La problématique du "projet" ne cesse d'essaimer dans le travail social : les différentes lois et leur cortège de dispositifs qui encadrent les missions et déterminent les interventions, incluent de manière systématique la notion de projet :
- le projet d'insertion (dispositif RMI/RMA)
- le projet de vie (dispositif APA)
- le projet d'établissement et de service (loi du 2 janvier 2002, rénovant l'action sociale et médico-sociale)-
- le projet de la personne handicapée (loi du 11 février 2005 pour l'égalité des droits et des chances, la participation et la citoyenneté des personnes handicapées...

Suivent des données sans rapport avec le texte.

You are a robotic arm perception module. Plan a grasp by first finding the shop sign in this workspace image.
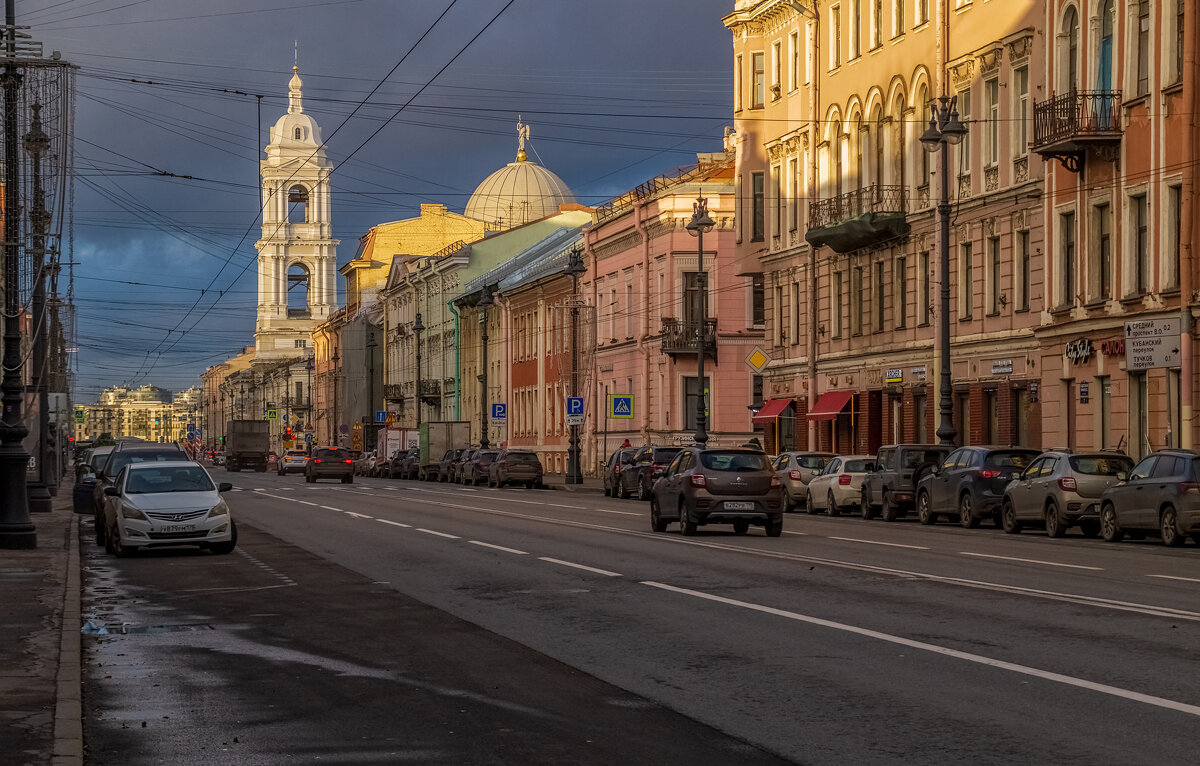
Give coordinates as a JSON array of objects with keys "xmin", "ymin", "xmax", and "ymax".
[{"xmin": 1066, "ymin": 337, "xmax": 1096, "ymax": 364}]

Si la prégnance du projet tend à renforcer les droits des usagers et à reconnaître aux personnes vulnérables, une place d'acteur à part entière, pour autant, l'obligation d'avoir un projet, pour accéder à une place en centre d'hébergement ou encore, pour maintenir un droit ouvert à une prestation, peut aussi faire violence aux personnes ciblées par ces dispositifs. En effet, lorsque la personne ne sait pas où dormir le lendemain, ni comment elle pourra nourrir sa famille, il semble bien difficile de se projeter...
Dés lors, qu'est-ce qu'un projet ? A quoi et à qui sert le projet ? Quelles sont les conditions nécessaires à son élaboration et quelles sont les compétences à mettre au service de celui-ci ? Autant de questions sur lesquelles les professionnels du travail social ne manquent pas de s'interroger.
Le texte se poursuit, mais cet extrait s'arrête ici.